Healthcare Innovation
Overview
Background: Venture capital is the backbone of healthcare innovation in the biotechnology and medical device industries. Small venture-backed companies play a critical role in revolutionizing medical innovations to diagnose, treat, and cure the most deadly and costly diseases.
The issue:
- Escalating time, cost, and uncertainty of new product development, combined with increasing coverage and reimbursement challenges, provides challenges for venture capital investment in healthcare innovation.
- Approval processes at the FDA (Food and Drug Administration) and difficulties obtaining coverage and reimbursement for breakthrough products put pressure on teams of doctors, scientists, and investors that are working on next-generation therapies and cures.
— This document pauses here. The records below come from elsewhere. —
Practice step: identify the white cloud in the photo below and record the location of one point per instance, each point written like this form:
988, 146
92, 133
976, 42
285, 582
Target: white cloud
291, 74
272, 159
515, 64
- Many promising healthcare startups are not able to raise the capital they need to grow and prosper.
Policymakers must recognize that the medical innovation ecosystem in the U.S. is at a crossroads—rich with new scientific promise and opportunities to improve patient care, but harmed by outdated processes that slow and disincentivize promising new ideas from moving forward.
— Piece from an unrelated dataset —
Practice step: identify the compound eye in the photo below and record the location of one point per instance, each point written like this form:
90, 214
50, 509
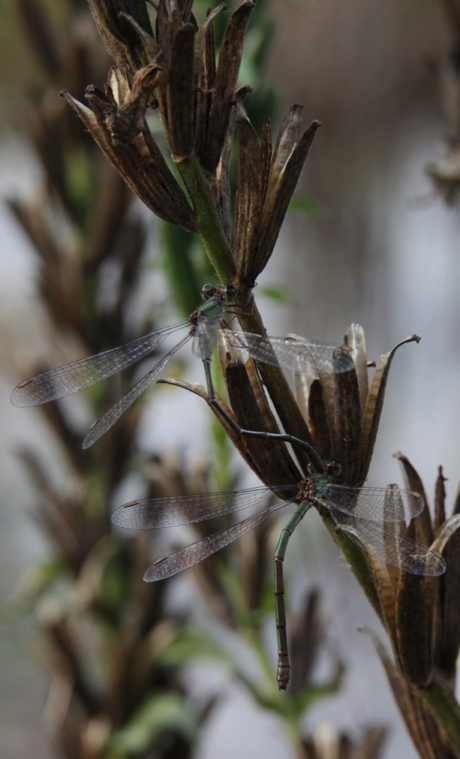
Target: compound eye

Bottom line: Advancing medical innovation should become a national priority for patients and our healthcare system.
NVCA supports:
- Policies that streamline the regulatory approval process at the FDA, particularly for novel technologies, and the reimbursement process at the Center for Medicare and Medicaid (CMS). Process improvements are critical to encouraging investors to take the long-term risk of pursuing new medical innovations.
- The MCIT pathway (Medicare Coverage for Innovative Technology) at CMS to benefit the Medicare population through immediate coverage of breakthrough devices and ultimately encourage greater investment into lifesaving products.
- Proposals to lower costs of prescription drugs that recognize how reforms impact early-stage investment in new medicine discovery and long-term investors.
- A federal commitment to robust basic research funding and federal technology transfer programs so promising developments can be commercialized and foster job creation.